The different circumstances in these two types of divorce impact the filing process. Potential complications may arise in an at-fault case.
How can an at-fault divorce speed things up?
No-fault divorces require a 60-day waiting period. This delay allows couples to confirm that divorce is the only option for the relationship. An at-fault divorce waives this waiting period, so the marriage can end as soon as possible.
If the person filing has documented proof of fault and the accused party does not deny the charge, the divorce can finalize quickly. These are ideal circumstances in this type of separation; often, the situation does not meet these criteria.
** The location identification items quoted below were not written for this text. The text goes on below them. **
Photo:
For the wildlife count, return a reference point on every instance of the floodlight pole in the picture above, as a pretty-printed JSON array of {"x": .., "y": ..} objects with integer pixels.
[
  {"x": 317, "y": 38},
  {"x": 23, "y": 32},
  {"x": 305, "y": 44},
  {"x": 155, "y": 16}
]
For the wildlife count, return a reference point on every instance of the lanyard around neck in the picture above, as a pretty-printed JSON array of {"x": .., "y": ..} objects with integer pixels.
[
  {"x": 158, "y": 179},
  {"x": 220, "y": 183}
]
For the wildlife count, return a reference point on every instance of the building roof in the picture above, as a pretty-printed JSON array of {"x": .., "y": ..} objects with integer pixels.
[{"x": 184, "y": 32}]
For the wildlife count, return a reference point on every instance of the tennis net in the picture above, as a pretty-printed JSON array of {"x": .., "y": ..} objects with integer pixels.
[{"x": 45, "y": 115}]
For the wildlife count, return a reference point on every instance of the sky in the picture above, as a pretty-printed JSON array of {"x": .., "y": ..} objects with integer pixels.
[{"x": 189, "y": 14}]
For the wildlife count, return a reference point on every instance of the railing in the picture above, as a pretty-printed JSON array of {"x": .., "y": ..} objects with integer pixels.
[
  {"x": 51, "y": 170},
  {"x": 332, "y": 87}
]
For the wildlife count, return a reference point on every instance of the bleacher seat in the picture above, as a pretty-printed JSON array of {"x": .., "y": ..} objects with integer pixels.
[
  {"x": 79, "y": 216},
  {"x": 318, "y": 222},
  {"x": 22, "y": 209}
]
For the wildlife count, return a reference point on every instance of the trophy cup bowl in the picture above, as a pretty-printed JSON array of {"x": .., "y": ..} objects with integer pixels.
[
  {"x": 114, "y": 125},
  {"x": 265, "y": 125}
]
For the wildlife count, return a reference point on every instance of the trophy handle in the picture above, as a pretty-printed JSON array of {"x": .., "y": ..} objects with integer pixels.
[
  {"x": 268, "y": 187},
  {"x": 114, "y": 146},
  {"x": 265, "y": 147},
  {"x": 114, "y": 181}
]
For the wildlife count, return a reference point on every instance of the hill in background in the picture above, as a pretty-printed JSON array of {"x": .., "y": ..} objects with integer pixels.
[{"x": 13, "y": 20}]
How can an at-fault divorce slow things down?
When one partner declares the other at fault for the dissolution of marriage, the accused party does have an opportunity to object. In cases of adultery, if he or she can prove the other spouse condoned the behavior, then the courts may deny the request for an at-fault divorce.
Even without the waiting period, proving grounds for divorce can take time. Unless extreme circumstances exist, a no-fault divorce is typically the better route to take.
It is important to note that no-fault divorces do not necessarily have to last an eternity. A mediator can help facilitate divorce proceedings and land on a fair agreement within a short period of time. These collaborative divorces are a good option for partners who want a fast divorce.